So I guess I understand the issues of conscience vis-a-vis others. I'd hate to have a job that required me to do something that, in my ethical worldview, was just dead wrong, like supply rocks to addicts or fire cruise missiles at civilians. I don't think I could do it.
Which is why I never took those jobs.
And if the job I had took on a new requirement that really crossed my ethical lines--like when the phone room I worked in took on a fundraising contract for the RNC--I'd have to quit. Which I did.
I don't want or need birth control pills. Or ED pills. Some people do. I could supply them if my job required it.
I don't want or need crack. Some people do. I couldn't supply them if my job required it. I'd have to quit. It's an ethical line I just won't cross.
Maybe these things are clearer for me because I'm not a moral person, simply an ethical person.

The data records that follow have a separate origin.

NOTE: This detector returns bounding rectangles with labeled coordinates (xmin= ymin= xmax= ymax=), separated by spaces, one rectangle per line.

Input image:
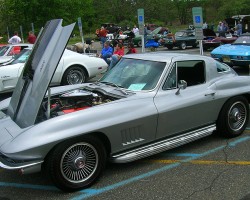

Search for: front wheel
xmin=46 ymin=136 xmax=107 ymax=192
xmin=137 ymin=41 xmax=142 ymax=47
xmin=61 ymin=66 xmax=87 ymax=85
xmin=217 ymin=96 xmax=249 ymax=138
xmin=179 ymin=42 xmax=186 ymax=50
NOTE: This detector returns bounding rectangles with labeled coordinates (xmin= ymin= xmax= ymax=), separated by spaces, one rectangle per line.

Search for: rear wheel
xmin=61 ymin=66 xmax=87 ymax=85
xmin=46 ymin=136 xmax=107 ymax=192
xmin=216 ymin=96 xmax=249 ymax=138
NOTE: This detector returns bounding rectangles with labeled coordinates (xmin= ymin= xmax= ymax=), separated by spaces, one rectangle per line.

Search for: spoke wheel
xmin=61 ymin=142 xmax=98 ymax=183
xmin=62 ymin=66 xmax=87 ymax=85
xmin=228 ymin=102 xmax=247 ymax=131
xmin=217 ymin=96 xmax=249 ymax=137
xmin=46 ymin=136 xmax=106 ymax=192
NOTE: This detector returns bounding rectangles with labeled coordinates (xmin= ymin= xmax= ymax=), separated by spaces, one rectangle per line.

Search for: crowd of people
xmin=97 ymin=40 xmax=137 ymax=70
xmin=216 ymin=20 xmax=242 ymax=36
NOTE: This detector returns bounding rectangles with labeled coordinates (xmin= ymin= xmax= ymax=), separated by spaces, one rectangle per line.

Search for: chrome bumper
xmin=0 ymin=154 xmax=43 ymax=173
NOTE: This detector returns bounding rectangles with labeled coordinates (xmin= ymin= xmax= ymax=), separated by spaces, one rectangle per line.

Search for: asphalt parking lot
xmin=0 ymin=46 xmax=250 ymax=200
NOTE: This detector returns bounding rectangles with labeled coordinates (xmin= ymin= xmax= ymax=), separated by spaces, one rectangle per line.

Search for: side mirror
xmin=175 ymin=80 xmax=187 ymax=95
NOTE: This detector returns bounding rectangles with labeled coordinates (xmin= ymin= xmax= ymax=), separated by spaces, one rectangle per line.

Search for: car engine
xmin=38 ymin=89 xmax=118 ymax=121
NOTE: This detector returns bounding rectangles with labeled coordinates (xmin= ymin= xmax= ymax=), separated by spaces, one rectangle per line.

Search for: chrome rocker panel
xmin=111 ymin=124 xmax=216 ymax=163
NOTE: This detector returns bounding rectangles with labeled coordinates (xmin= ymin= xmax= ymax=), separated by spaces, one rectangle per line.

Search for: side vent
xmin=121 ymin=126 xmax=144 ymax=146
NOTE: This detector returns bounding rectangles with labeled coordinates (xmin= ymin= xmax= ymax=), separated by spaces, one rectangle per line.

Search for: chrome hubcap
xmin=228 ymin=101 xmax=247 ymax=131
xmin=67 ymin=70 xmax=84 ymax=84
xmin=60 ymin=143 xmax=98 ymax=183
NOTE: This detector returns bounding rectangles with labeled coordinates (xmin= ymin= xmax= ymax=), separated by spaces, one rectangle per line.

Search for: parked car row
xmin=130 ymin=28 xmax=238 ymax=51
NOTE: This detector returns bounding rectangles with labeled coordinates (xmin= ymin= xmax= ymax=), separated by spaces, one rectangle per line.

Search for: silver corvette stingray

My ethics are personal to me and, generally speaking, aren't imposed from the outside or offered as a model for others. People constrained by morals may not have the same ability to see these conflicts as calmly.

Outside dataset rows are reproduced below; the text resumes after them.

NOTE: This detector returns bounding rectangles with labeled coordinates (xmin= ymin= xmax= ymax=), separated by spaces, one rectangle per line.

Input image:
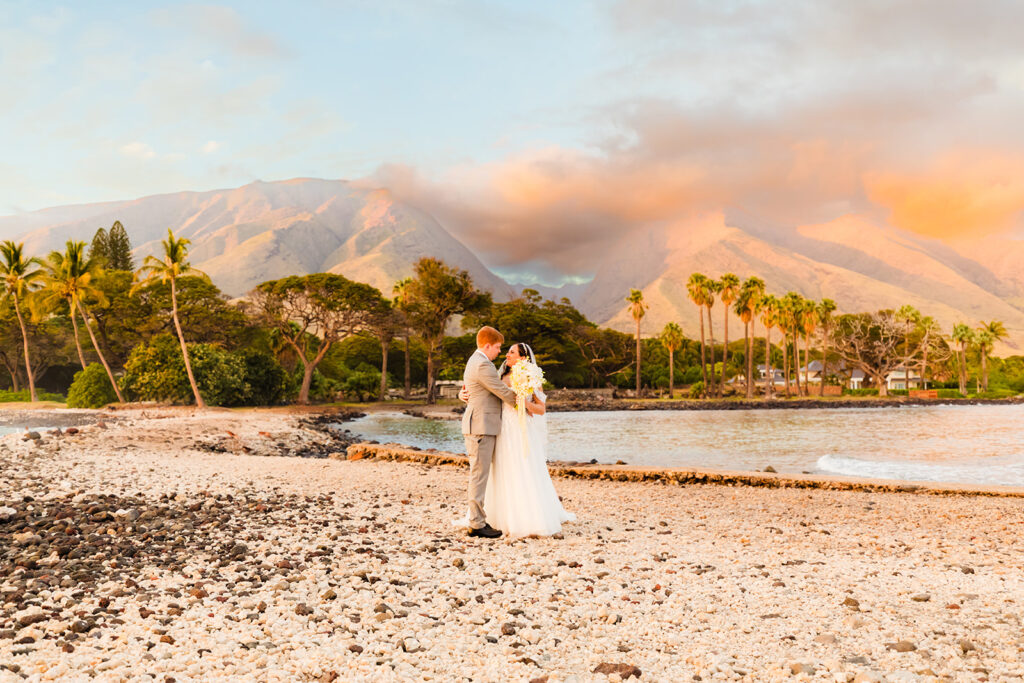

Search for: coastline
xmin=345 ymin=442 xmax=1024 ymax=499
xmin=396 ymin=396 xmax=1024 ymax=420
xmin=2 ymin=407 xmax=1023 ymax=681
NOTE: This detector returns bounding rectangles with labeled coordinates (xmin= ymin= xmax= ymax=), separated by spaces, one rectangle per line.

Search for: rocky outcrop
xmin=343 ymin=443 xmax=1024 ymax=498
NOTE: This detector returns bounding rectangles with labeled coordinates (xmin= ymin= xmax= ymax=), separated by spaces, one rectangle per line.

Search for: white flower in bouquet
xmin=510 ymin=359 xmax=544 ymax=455
xmin=511 ymin=360 xmax=544 ymax=411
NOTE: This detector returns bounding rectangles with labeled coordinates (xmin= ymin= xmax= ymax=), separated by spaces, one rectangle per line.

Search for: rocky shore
xmin=545 ymin=396 xmax=1024 ymax=413
xmin=399 ymin=396 xmax=1024 ymax=420
xmin=2 ymin=408 xmax=1022 ymax=681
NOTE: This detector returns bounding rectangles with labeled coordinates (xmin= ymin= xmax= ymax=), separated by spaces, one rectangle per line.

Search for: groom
xmin=462 ymin=326 xmax=518 ymax=538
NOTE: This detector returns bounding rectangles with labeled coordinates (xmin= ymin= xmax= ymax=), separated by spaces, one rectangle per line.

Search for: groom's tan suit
xmin=462 ymin=349 xmax=517 ymax=529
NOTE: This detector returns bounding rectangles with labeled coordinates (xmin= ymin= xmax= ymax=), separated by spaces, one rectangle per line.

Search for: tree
xmin=687 ymin=273 xmax=710 ymax=393
xmin=759 ymin=294 xmax=780 ymax=399
xmin=0 ymin=241 xmax=44 ymax=401
xmin=717 ymin=273 xmax=740 ymax=397
xmin=736 ymin=277 xmax=765 ymax=399
xmin=660 ymin=322 xmax=684 ymax=399
xmin=89 ymin=228 xmax=109 ymax=268
xmin=106 ymin=221 xmax=135 ymax=271
xmin=798 ymin=297 xmax=816 ymax=396
xmin=704 ymin=278 xmax=721 ymax=396
xmin=951 ymin=323 xmax=974 ymax=395
xmin=816 ymin=299 xmax=837 ymax=397
xmin=830 ymin=311 xmax=906 ymax=397
xmin=896 ymin=305 xmax=921 ymax=392
xmin=365 ymin=298 xmax=405 ymax=401
xmin=38 ymin=240 xmax=125 ymax=402
xmin=134 ymin=229 xmax=209 ymax=408
xmin=626 ymin=289 xmax=648 ymax=395
xmin=393 ymin=278 xmax=414 ymax=399
xmin=398 ymin=258 xmax=490 ymax=404
xmin=977 ymin=320 xmax=1007 ymax=392
xmin=917 ymin=315 xmax=949 ymax=391
xmin=778 ymin=292 xmax=803 ymax=397
xmin=252 ymin=273 xmax=385 ymax=404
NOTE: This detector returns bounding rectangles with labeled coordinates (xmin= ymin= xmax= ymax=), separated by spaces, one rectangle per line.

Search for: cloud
xmin=360 ymin=2 xmax=1024 ymax=280
xmin=119 ymin=142 xmax=157 ymax=160
xmin=202 ymin=140 xmax=221 ymax=154
xmin=866 ymin=152 xmax=1024 ymax=240
xmin=149 ymin=4 xmax=290 ymax=59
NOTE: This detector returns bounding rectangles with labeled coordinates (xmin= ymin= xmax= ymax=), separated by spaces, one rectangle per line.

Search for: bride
xmin=459 ymin=342 xmax=575 ymax=537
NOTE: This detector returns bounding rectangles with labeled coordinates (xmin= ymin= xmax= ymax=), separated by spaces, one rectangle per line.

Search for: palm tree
xmin=393 ymin=278 xmax=413 ymax=400
xmin=736 ymin=277 xmax=765 ymax=399
xmin=0 ymin=242 xmax=44 ymax=401
xmin=626 ymin=289 xmax=648 ymax=395
xmin=951 ymin=323 xmax=974 ymax=396
xmin=977 ymin=320 xmax=1007 ymax=392
xmin=816 ymin=299 xmax=837 ymax=397
xmin=799 ymin=298 xmax=817 ymax=396
xmin=783 ymin=294 xmax=809 ymax=397
xmin=39 ymin=241 xmax=125 ymax=402
xmin=704 ymin=278 xmax=721 ymax=396
xmin=687 ymin=273 xmax=709 ymax=393
xmin=660 ymin=322 xmax=684 ymax=399
xmin=718 ymin=273 xmax=741 ymax=397
xmin=779 ymin=293 xmax=803 ymax=397
xmin=134 ymin=228 xmax=207 ymax=408
xmin=759 ymin=294 xmax=780 ymax=399
xmin=896 ymin=305 xmax=920 ymax=393
xmin=917 ymin=315 xmax=940 ymax=390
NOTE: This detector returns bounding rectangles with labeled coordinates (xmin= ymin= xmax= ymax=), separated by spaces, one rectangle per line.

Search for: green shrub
xmin=67 ymin=363 xmax=118 ymax=408
xmin=844 ymin=388 xmax=879 ymax=396
xmin=122 ymin=334 xmax=248 ymax=406
xmin=0 ymin=389 xmax=65 ymax=403
xmin=688 ymin=381 xmax=705 ymax=399
xmin=306 ymin=370 xmax=341 ymax=402
xmin=237 ymin=350 xmax=294 ymax=405
xmin=680 ymin=367 xmax=702 ymax=385
xmin=188 ymin=344 xmax=247 ymax=406
xmin=936 ymin=388 xmax=965 ymax=399
xmin=342 ymin=365 xmax=382 ymax=402
xmin=122 ymin=335 xmax=189 ymax=403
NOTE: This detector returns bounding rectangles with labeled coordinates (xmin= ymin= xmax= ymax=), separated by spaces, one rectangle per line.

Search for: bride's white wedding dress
xmin=482 ymin=390 xmax=576 ymax=537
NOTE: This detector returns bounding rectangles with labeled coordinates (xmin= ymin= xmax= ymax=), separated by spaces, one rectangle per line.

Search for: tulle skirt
xmin=481 ymin=406 xmax=575 ymax=537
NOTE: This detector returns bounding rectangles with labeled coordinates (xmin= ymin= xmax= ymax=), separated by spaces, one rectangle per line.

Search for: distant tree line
xmin=0 ymin=222 xmax=1020 ymax=407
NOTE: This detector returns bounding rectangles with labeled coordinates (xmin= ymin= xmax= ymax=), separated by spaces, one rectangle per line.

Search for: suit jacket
xmin=462 ymin=350 xmax=518 ymax=436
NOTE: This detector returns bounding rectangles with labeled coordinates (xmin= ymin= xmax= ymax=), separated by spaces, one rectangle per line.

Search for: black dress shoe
xmin=467 ymin=524 xmax=502 ymax=539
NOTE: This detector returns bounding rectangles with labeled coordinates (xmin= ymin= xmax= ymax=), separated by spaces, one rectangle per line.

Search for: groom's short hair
xmin=476 ymin=326 xmax=504 ymax=347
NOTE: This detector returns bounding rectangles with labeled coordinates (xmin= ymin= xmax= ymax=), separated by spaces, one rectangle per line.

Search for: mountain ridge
xmin=2 ymin=178 xmax=1021 ymax=353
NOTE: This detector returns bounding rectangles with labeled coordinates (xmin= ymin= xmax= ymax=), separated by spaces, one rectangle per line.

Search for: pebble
xmin=0 ymin=408 xmax=1021 ymax=682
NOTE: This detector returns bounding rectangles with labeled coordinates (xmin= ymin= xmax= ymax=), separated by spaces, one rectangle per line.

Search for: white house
xmin=884 ymin=368 xmax=922 ymax=391
xmin=798 ymin=360 xmax=867 ymax=390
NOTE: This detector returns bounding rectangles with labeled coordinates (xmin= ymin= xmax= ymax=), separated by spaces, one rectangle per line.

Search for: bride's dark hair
xmin=499 ymin=343 xmax=529 ymax=378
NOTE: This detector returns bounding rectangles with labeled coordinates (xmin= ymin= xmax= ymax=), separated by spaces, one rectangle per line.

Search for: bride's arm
xmin=524 ymin=392 xmax=546 ymax=416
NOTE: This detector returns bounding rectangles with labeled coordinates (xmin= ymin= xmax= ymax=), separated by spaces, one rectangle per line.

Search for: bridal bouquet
xmin=510 ymin=360 xmax=544 ymax=455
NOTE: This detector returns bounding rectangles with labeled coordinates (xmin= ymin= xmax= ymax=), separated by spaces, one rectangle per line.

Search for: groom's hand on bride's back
xmin=458 ymin=386 xmax=469 ymax=402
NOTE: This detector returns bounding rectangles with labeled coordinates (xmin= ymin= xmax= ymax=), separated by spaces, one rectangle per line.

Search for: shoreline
xmin=344 ymin=441 xmax=1024 ymax=499
xmin=395 ymin=396 xmax=1024 ymax=420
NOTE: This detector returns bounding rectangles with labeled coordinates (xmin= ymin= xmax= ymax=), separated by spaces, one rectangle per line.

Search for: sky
xmin=3 ymin=0 xmax=1024 ymax=283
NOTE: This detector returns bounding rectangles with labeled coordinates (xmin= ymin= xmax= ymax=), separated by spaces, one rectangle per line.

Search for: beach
xmin=2 ymin=408 xmax=1022 ymax=682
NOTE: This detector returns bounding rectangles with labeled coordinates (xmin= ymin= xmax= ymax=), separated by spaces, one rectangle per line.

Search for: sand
xmin=1 ymin=407 xmax=1022 ymax=682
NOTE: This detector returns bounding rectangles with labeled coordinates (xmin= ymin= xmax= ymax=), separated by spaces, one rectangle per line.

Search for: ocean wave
xmin=815 ymin=453 xmax=1024 ymax=487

I feel for those who have intense ethical conflicts on the contraceptive coverage issue. But for the politicians hoping to gain advantage from the issue, and bishops hoping to distract Americans from their own sponsored "Who you gonna believe, me our your lying priest?" report, I have nothing but contempt. And ethical opposition.
Because they're trying to fill the heads of those I care about with nonsense. For reasons that have nothing to do with difficult, personal ethical decisions.
Birth control? Cocaine? None for me, thanks.
Hyping a non-issue to distract people from your own ethical failures? We've got a problem, you and me.